# High schoolers drafted by NBA can play in college



## Charlotte_______ (May 18, 2003)

> Keeping NCAA eligibility possible
> 
> Rule: High schoolers drafted by NBA can play in college
> 
> ...


It doesn't look as if Charlotte wants a HS player. With this I think are options should be, 

1. Luol Deng
2. Devin Harris
3. Andre Iguodala


----------



## gobobcats04 (May 14, 2004)

*posting at the Charlotte.com's boards...*

thanks for posting your link to this site over at the Charlotte.com 
"Charlotte Bobcats" board. This is a great site, and I wouldn't have found it had you not of mentioned it over there. Anyways, thanx for mentioning it and Go Bobcats!


----------



## Charlotte_______ (May 18, 2003)

Thank you and welcome, the more the better. If there is anyone else you know who would be interested in joining send them over. Go Bobcats! Hey who do you have the Bobcats taking for the 4th pick?


----------



## Nimreitz (May 13, 2003)

A first round pick delays his rookie contract by going to college. I don't think we'll ever see a player declare for the draft, get drafted, and then go to college. At least not anymore.

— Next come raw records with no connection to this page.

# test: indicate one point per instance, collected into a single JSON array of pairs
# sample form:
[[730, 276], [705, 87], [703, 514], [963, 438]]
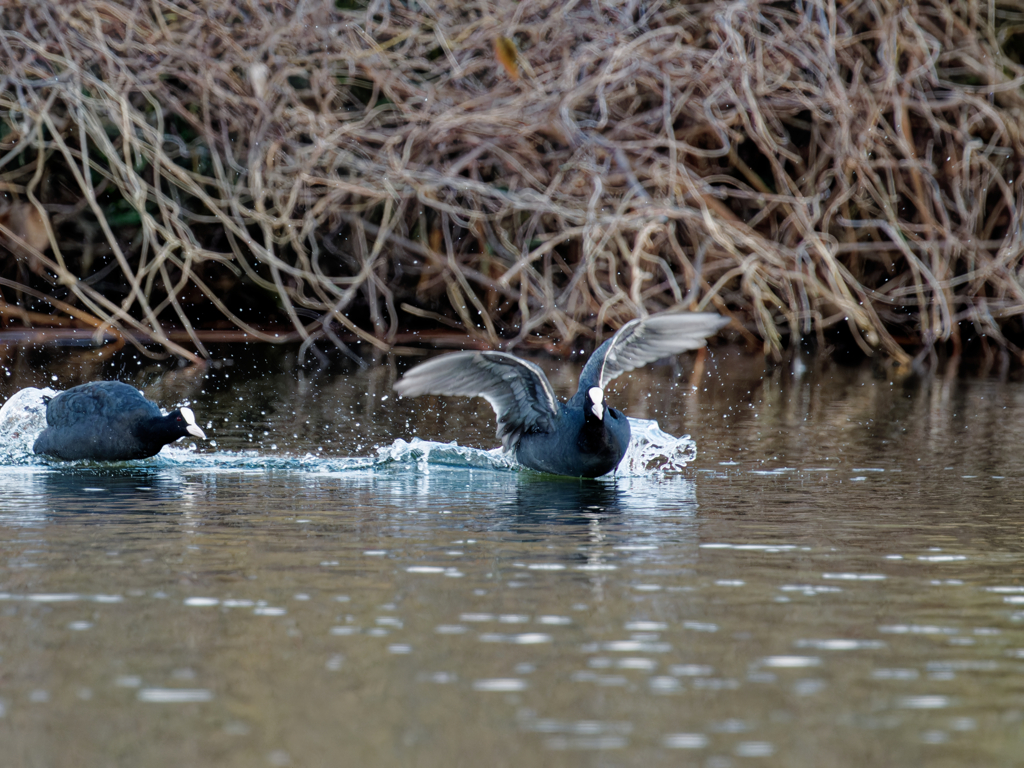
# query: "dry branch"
[[217, 166]]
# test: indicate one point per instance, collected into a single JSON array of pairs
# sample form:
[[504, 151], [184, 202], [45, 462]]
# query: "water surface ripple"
[[829, 574]]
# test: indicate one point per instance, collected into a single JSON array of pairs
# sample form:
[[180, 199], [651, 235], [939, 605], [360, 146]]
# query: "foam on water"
[[650, 453], [22, 419]]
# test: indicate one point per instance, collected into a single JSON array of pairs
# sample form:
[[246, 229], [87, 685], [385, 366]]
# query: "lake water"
[[837, 579]]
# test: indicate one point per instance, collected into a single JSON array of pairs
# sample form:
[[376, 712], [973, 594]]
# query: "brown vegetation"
[[514, 169]]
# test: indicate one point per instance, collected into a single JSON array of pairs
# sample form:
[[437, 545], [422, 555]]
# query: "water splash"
[[651, 453], [425, 453], [22, 419]]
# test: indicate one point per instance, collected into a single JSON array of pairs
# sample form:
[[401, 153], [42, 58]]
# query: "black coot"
[[583, 437], [110, 421]]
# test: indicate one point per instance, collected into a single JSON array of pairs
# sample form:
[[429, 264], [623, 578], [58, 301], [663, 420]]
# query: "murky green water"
[[838, 580]]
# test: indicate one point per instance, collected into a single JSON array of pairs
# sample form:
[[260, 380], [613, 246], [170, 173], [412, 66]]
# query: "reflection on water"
[[835, 580]]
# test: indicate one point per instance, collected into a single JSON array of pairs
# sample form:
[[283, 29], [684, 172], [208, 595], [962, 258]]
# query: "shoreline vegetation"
[[513, 174]]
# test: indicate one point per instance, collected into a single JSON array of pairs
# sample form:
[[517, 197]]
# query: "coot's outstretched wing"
[[517, 390], [646, 339]]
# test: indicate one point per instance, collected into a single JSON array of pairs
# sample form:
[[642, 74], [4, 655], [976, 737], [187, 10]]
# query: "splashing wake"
[[651, 453]]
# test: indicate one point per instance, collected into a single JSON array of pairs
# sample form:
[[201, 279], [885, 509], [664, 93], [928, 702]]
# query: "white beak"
[[193, 428]]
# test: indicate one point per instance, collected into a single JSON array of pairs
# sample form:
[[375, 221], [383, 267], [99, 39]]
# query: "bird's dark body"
[[577, 446], [105, 421], [583, 437]]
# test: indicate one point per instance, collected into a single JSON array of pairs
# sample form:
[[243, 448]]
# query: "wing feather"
[[517, 390], [647, 339]]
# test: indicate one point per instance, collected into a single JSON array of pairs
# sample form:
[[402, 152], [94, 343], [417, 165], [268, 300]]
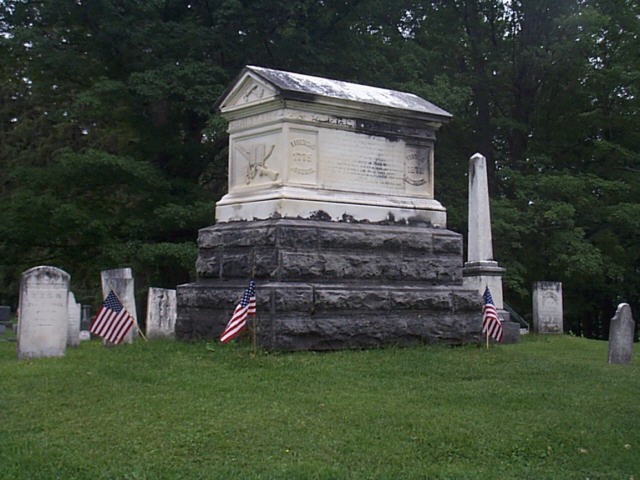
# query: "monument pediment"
[[247, 91]]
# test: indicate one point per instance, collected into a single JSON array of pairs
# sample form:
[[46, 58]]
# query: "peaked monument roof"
[[300, 85]]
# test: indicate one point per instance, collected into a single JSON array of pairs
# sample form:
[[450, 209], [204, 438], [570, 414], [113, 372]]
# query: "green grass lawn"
[[546, 408]]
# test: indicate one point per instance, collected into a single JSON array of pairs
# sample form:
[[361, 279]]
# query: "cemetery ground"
[[549, 407]]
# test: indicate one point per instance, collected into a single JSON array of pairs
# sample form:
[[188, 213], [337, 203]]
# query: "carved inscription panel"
[[371, 164], [303, 156]]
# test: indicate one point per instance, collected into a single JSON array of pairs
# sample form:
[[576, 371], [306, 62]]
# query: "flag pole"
[[254, 341], [135, 320]]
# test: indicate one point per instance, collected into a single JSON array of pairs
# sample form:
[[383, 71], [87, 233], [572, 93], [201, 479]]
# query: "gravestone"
[[43, 321], [74, 313], [481, 270], [331, 210], [120, 280], [161, 313], [621, 333], [547, 307], [5, 314]]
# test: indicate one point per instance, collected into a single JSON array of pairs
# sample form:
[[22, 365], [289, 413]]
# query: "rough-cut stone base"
[[293, 316], [326, 285]]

I think Larry Legend did it.


----------



## gobobcats04 (May 14, 2004)

Personally, I believe they will draft Deng (if available). Bickerstaff was quoted last week in an article by the Charlotte Observer's Rick Bonnel as saying that they WOULD NOT be considering drafting a HS'er with their #4 pick. So, I can rule out Shaun Livingston and J.R. Smith. Then, you have Okafor and Howard making up the top 2 picks. So, that leaves for a #3 and #4. Out of all of the other potential draftees, I like Deng the best....so, I always say that they will draft Deng as more of a hopeful statement than anything else.....


----------